Yes, men know about this stuff Liz.  So do women.  As do small children, household pets, potted plants, rocks and tiny specks of interplanetary dust.  I’m guessing that your school didn’t teach you that because they assumed anyone with the nous to make cheesy potatoes without suffering a fatal accident doesn’t need that level of ‘basic road sense’ being explicitly explained to them.  Or as everyone else calls it, just ‘sense’.  Who would honestly want to live in a world where that was a subject the education authorities felt was worth spending time on?  I wouldn’t.  They probably thought “don’t drive this car through water” was implied by it being a car and not, for example, a boat or a duck.  A car, primary populiser of the internal combustion engine, does not work underwater.  


I think the real cherry on that cake is only apparent when you appreciate the subtle, extra stupidity that she’s already – rather crassly – highlighted that it’s a convertible.  I drive a BMW you know.  Convertible, of course.  Thought it was a great little goer at first, fantastic timbre to the doors when they close.  Sadly it turns out it isn’t up to fluff when you try and drive it underwater.  Terrible shame really, huge disappointment.

The rest of the piece is a disjointed attempt at hammering “I have nicer stuff than you” to “here’s a social observation that proves I’m not hilariously out of touch with reality”, using nails of “look how much of a gormless idiot I am”.  Again, this is just her thing.  Quite often I’ll read a Liz Jones article and have the distinct impression that three 250-word brainfarts have been cobbled together and published as one piece.  These are then given the final polish of a banal closing comment that’s so forced it makes my arse clench up as the epicentre for a full-body cringe.  This time is no exception.  Brace yourself, because here we have a non sequitur masquerading as profundity, stating:

“It is all delaying tactics, designed to keep our money in their coffers for as long as possible.
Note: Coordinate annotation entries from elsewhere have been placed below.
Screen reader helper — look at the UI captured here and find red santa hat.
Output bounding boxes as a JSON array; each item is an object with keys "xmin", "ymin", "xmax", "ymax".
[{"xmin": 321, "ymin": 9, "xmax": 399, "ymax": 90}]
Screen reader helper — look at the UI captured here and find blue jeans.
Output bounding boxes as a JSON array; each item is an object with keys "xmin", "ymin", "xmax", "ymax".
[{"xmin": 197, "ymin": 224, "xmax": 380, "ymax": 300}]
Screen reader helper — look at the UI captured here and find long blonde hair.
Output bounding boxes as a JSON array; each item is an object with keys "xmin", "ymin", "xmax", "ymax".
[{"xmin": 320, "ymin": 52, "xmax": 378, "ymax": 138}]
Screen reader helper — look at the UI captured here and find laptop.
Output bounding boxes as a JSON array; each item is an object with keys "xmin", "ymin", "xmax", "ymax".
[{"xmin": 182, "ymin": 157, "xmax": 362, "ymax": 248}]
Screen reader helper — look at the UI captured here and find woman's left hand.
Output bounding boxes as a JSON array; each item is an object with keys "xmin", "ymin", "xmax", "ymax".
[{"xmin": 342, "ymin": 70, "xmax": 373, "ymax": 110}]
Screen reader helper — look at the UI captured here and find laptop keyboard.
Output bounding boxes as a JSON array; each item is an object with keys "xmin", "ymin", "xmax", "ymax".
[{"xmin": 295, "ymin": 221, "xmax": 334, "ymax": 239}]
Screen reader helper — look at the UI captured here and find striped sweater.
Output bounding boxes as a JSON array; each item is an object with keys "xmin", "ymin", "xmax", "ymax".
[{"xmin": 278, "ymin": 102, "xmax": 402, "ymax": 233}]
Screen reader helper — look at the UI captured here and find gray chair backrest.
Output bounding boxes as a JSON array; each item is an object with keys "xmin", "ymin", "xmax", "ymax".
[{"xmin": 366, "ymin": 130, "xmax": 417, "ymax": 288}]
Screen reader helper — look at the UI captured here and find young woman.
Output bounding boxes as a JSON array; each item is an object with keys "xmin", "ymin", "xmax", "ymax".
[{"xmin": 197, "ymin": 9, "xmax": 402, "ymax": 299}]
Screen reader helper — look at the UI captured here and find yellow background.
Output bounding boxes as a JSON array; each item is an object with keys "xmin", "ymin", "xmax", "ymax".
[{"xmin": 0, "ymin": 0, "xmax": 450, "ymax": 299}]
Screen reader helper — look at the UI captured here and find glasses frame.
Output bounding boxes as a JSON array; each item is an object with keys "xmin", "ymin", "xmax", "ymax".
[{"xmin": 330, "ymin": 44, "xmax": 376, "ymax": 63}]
No one is allowed to use discretion. Sorry seems to be the hardest word.”

If anyone reading this has the slightest inkling of what this nonsense is supposed to mean, please tell me.  What has saying sorry got to do with anything?  You aren’t asking for a bloody letter of apology, you want your money back.  The company doesn’t just have it sitting about in a pile of cash, ready to hand it back at any instant.  They have financial practices and regulations to follow, books to balance and accounts to keep.  It does take a bit longer than it should, but suggesting they can just transfer it back via online banking in the same way as you paid it to them is moronic.  


Personally, I suspect this is just another mote of shit, clumsily wiped across the page in what passes for a writing process around the Jones residence, a squiggly brown signature that lets you identify the author at a glance.  And also recognise them as a talentless, ego-centric hack.  Shut up Liz Jones, I loathe you and everything you stand for.